Introduction
I have longitudinal data in wide format, measuring the total value in sales that a company had per year. From this, I want to create a new set of variables--market share--for each year in the data, for each company. The full data set is too large to do this the long, clumsy way, so I tried to do it by running a function on a subset (i.e. the columns marking the sales data for each year), using sapply.
However, the results do not seem to produce 'real' variables, as they show up in printing (head()
) but not in reality (names()
). Is something wrong with my code?
# SAMPLE DATA
agyrw <- structure(list(company = c(28, 128, 22, 72, 62, 65, 132, 89, 46, 105), value.1993 = c(79272, 35850, 2124, 32, 0, 0, 0, 26359, 0, 0), value.1994 = c(103974, 10219, 31432, 0, 0, 0, 3997, 469, 0, 0)), .Names = c("company", "value.1993", "value.1994"), row.names = c(9L, 42L, 1L, 30L, 22L, 28L, 51L, 34L, 20L, 40L), class = "data.frame")
agyrw2 <- agyrw # FOR A LATER COMPARISON
agyrw
# company value.1993 value.1994
# 28 79272 103974
# 128 35850 10219
# 22 2124 31432
# 72 32 0
# 62 0 0
# 65 0 0
# 132 0 3997
# 89 26359 469
# 46 0 0
# 105 0 0
Clumsy Long Way
# SUM TOTAL VALUE BY YEAR
total.1993 <- sum(agyrw$value.1993)
total.1994 <- sum(agyrw$value.1994)
# CALCULATE THE MARKET SHARE FOR EACH IMPORTER, BY YEAR
agyrw$share.1993 <- agyrw$value.1993 / total.1993
agyrw$share.1994 <- agyrw$value.1994 / total.1994
# FORMAT THE MARKET SHARE VARIABLE TO ONLY FOUR DECIMAL PLACES
agyrw$share.1993 <- format(round(agyrw$share.1993, 4), nsmall = 4)

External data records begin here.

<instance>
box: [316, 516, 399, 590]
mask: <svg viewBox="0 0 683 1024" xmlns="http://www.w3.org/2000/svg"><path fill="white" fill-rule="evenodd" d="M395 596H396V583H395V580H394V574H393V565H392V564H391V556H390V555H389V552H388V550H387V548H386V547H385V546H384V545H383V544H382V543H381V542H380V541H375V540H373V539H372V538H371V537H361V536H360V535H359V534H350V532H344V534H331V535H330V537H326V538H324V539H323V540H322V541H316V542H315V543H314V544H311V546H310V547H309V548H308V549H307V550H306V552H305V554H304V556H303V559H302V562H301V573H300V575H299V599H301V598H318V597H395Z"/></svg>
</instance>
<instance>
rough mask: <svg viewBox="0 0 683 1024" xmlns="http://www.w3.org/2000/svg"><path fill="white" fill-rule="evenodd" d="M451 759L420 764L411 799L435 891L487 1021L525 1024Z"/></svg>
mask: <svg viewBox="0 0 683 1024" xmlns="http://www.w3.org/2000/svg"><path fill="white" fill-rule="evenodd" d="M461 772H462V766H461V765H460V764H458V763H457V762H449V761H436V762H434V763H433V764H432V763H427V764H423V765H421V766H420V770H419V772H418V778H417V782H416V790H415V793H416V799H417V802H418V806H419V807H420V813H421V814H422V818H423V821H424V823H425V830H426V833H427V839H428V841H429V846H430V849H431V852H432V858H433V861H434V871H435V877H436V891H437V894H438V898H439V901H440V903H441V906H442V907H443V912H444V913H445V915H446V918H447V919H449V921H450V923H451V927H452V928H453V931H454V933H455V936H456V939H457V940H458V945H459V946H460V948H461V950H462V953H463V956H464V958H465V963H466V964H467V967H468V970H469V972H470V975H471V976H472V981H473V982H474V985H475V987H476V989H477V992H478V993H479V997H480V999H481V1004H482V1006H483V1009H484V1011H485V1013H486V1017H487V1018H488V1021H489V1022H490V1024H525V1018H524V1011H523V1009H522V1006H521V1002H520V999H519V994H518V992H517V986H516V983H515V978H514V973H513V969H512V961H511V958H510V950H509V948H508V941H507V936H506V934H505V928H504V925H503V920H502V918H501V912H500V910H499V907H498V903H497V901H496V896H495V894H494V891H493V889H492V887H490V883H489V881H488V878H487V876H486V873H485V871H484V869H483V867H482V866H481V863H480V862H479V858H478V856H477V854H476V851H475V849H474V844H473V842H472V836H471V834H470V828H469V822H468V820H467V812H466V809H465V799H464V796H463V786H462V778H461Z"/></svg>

agyrw$share.1994 <- format(round(agyrw$share.1994, 4), nsmall = 4)
# RECONVERT THE MARKET SHARE VARIABLE BACK INTO NUMERIC
agyrw$share.1993 <- as.numeric(agyrw$share.1993)
agyrw$share.1994 <- as.numeric(agyrw$share.1994)
# VIEW
agyrw
# company value.1993 value.1994 share.1993 share.1994
# 28 79272 103974 0.5519 0.6927
# 128 35850 10219 0.2496 0.0681
# 22 2124 31432 0.0148 0.2094
# 72 32 0 0.0002 0.0000
# 62 0 0 0.0000 0.0000
# 65 0 0 0.0000 0.0000
# 132 0 3997 0.0000 0.0266
# 89 26359 469 0.1835 0.0031
# 46 0 0 0.0000 0.0000
# 105 0 0 0.0000 0.0000
Parsimonious Attempt
agyrw2$share <- sapply(agyrw2[,2:3], function(x) {
total <- sum(x)
share <- as.numeric(format(round(x/total, 4), nsmall = 4))
return(share)
}
)
# VIEW
agyrw2
# company value.1993 value.1994 share.value.1993 share.value.1994
# 28 79272 103974 0.5519 0.6927
# 128 35850 10219 0.2496 0.0681
# 22 2124 31432 0.0148 0.2094
# 72 32 0 0.0002 0.0000
# 62 0 0 0.0000 0.0000
# 65 0 0 0.0000 0.0000
# 132 0 3997 0.0000 0.0266
# 89 26359 469 0.1835 0.0031
# 46 0 0 0.0000 0.0000
# 105 0 0 0.0000 0.0000
Problem
Upon initial inspection, everything looks fine. The results of agyrw2
using sapply
on the function look the same as the results of agyrw
created by the clumsy code (save for slightly different column names).
But when I try to call any of the newly created variables in agyrw2
, they seemingly don't exist, despite showing up when printed out. For example, calling on the column names produces only one agyrw2$share
column:
names(agyrw)
#[1] "company" "value.1993" "value.1994" "share.1993" "share.1994"
names(agyrw2)
#[1] "company" "value.1993" "value.1994" "share"
How can I rewrite the function so that it actually produces new columns in the data frame?